Agnes Joseph – a former actuary turned politican, elected to parliament on behalf of the new political party New Social Contract (NSC) in November – wants to introduce a binding member referendum on the pension fund level on the question whether DB accruals must be converted to DC capitals.
Joseph will be one of the speakers at a plenary debate on the future of the new Pension Act, which was voted through by the previous parliament more than a year ago, on Wednesday in the Dutch parliament.
During this debate, she is expected to propose an amendment to the current pension law to allow for binding referendums on DC conversion to take place. Joseph and the NSC support the introduction of the new DC system, unlike the election’s winner PVV, which wants to scrap the law entirely, but is opposed to the mandatory conversion of DB accruals without giving members a say on it.
While Dutch pension minister Carola Schouten warned late last year that a referendum would risk severe delays for the pension transition and could lead to an increase in costs, Meulenbroek appeared unconcerned.
“I’m not worried about a referendum. We will make the transition to DC only in 2027, so we will have time to wait and see how such a referendum plays out for other funds,” he said.
As the new DC system is supposed to empower participants, Meulenbroek believes a referendum would fit this purpose. “We listen to the wishes of our members, so if we were to categorically say ‘no’ to a referendum, that would be strange,” he noted.
This is not to say, though, that the fund is an outright supporter of a referendum, added Meulenbroek’s colleague Jacqueline van Leeuwen. “We have a neutral position when it comes to a referendum: we want to leave politics to the politicians. But if it happens, we will do our very best to explain the new system, which we want to do anyway,” she said.
Architects demand sustainable investments
A recent ESG survey showed a whopping 70% of members of Pensioenfonds Architectenbureaus would accept lower returns if assets were invested sustainably. “Some 22% of respondents even believe we must invest sustainably, regardless of the effect this has on pension benefits,” said Jacqueline van Leeuwen, a trustee at the pension fund.
Last year, the pension fund moved its asset management from PGGM, which it was asked to leave, to several discretionary mandates at Amundi, State Street, Fidelity and UBS AM.
This has had a positive effect on the fund’s ESG policy, said Van Leeuwen. “At PGGM, we were invested in pooled funds so we had little direct influence on the ESG policies of these funds. We now invest in mandates that are tailored to our ESG priorities, even at lower costs than before.”

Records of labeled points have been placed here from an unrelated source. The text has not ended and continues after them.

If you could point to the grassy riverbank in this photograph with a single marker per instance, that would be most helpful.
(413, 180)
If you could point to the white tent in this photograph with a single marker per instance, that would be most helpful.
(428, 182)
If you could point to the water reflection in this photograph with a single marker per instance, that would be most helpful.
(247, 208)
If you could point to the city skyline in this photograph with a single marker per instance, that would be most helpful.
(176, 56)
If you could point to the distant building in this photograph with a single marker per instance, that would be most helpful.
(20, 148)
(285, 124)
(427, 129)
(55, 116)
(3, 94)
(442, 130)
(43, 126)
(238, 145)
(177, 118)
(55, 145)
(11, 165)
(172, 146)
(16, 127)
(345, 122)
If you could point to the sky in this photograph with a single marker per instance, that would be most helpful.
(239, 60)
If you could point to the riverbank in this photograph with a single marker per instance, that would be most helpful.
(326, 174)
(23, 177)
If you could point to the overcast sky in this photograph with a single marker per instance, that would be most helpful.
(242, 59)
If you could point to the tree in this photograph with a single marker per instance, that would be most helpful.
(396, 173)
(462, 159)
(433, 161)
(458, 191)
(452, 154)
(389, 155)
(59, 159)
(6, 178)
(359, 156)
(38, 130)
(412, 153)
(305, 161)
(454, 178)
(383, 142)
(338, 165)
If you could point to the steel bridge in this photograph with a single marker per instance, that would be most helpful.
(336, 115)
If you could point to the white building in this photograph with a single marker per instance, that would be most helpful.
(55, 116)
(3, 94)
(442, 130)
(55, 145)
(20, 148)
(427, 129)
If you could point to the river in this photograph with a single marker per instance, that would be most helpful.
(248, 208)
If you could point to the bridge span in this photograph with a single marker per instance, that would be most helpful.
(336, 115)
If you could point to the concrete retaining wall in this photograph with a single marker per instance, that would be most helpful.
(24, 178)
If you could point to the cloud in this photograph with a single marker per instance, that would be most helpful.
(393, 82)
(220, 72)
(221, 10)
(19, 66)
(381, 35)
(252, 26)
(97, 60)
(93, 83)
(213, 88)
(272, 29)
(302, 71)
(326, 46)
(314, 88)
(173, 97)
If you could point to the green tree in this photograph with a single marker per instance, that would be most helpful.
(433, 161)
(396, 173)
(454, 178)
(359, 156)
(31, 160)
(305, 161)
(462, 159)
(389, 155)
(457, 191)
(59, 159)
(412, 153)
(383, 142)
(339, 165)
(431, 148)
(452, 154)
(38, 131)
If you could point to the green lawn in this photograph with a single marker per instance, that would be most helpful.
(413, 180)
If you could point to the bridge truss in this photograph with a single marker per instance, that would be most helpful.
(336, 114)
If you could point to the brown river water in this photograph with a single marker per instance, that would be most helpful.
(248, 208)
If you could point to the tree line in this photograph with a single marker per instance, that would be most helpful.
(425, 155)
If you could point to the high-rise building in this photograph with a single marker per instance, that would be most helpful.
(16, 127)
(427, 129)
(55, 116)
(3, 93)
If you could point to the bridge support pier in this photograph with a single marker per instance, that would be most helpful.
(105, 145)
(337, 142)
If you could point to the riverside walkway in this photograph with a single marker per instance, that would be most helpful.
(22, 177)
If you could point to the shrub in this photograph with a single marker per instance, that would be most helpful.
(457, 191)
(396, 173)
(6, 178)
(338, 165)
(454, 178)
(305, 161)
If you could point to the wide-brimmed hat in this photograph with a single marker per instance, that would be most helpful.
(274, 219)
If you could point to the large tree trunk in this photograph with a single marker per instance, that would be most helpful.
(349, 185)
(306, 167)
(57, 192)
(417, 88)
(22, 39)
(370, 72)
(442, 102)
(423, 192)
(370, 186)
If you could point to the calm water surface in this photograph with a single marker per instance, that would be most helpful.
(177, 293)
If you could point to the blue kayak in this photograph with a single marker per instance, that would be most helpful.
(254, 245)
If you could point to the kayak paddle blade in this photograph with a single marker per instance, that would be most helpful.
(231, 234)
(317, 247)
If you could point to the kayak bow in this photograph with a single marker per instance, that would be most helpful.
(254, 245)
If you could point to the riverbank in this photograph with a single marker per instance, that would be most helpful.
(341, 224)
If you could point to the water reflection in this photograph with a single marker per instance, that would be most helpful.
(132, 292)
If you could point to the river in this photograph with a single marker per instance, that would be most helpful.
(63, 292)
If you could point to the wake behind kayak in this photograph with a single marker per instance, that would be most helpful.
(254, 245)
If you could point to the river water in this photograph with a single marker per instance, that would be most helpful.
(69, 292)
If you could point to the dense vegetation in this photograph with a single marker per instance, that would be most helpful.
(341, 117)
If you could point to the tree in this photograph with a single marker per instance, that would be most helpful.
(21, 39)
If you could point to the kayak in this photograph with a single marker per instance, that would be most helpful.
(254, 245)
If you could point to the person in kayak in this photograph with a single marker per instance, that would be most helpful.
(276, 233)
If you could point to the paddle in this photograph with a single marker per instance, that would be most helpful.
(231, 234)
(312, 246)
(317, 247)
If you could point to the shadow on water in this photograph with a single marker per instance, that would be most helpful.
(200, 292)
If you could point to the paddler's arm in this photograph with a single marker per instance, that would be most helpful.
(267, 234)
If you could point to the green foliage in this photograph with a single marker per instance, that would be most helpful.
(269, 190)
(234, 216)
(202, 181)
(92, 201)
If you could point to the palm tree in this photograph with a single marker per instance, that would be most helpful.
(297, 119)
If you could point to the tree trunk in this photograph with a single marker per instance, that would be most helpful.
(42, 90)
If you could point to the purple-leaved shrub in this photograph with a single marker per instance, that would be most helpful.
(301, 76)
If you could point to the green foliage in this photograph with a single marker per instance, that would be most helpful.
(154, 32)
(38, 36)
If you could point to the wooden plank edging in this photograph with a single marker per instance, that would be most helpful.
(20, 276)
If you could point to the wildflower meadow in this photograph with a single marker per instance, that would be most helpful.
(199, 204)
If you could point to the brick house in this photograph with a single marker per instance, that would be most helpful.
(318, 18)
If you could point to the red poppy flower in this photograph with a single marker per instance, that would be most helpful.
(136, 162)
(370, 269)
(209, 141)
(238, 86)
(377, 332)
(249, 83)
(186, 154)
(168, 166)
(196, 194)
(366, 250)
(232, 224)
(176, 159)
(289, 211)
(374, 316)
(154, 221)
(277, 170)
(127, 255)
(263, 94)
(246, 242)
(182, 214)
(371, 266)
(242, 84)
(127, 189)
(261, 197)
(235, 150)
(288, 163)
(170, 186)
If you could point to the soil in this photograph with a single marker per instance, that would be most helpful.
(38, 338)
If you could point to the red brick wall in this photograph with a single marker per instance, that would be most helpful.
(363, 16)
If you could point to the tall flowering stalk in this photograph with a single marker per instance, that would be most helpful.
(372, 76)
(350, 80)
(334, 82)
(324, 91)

In its investments, the fund focuses on two Sustainable Development Goals (SDGs): Sustainable Cities and Communities (SDG 11) and Good Health & Well-Being (SDG 3). Interestingly, members indicated they did not find the former SDG particularly important.
“This surprised us, because designing cities is the bread and butter of architects. In conversations we had in focus groups, it turned out that they had not selected Sustainable Cities and Communities, because they assumed the fund would take this into account naturally. When it comes to good health, they often established a relationship between affordable and well-isolated houses and the health of their inhabitants,” Van Leeuwen added.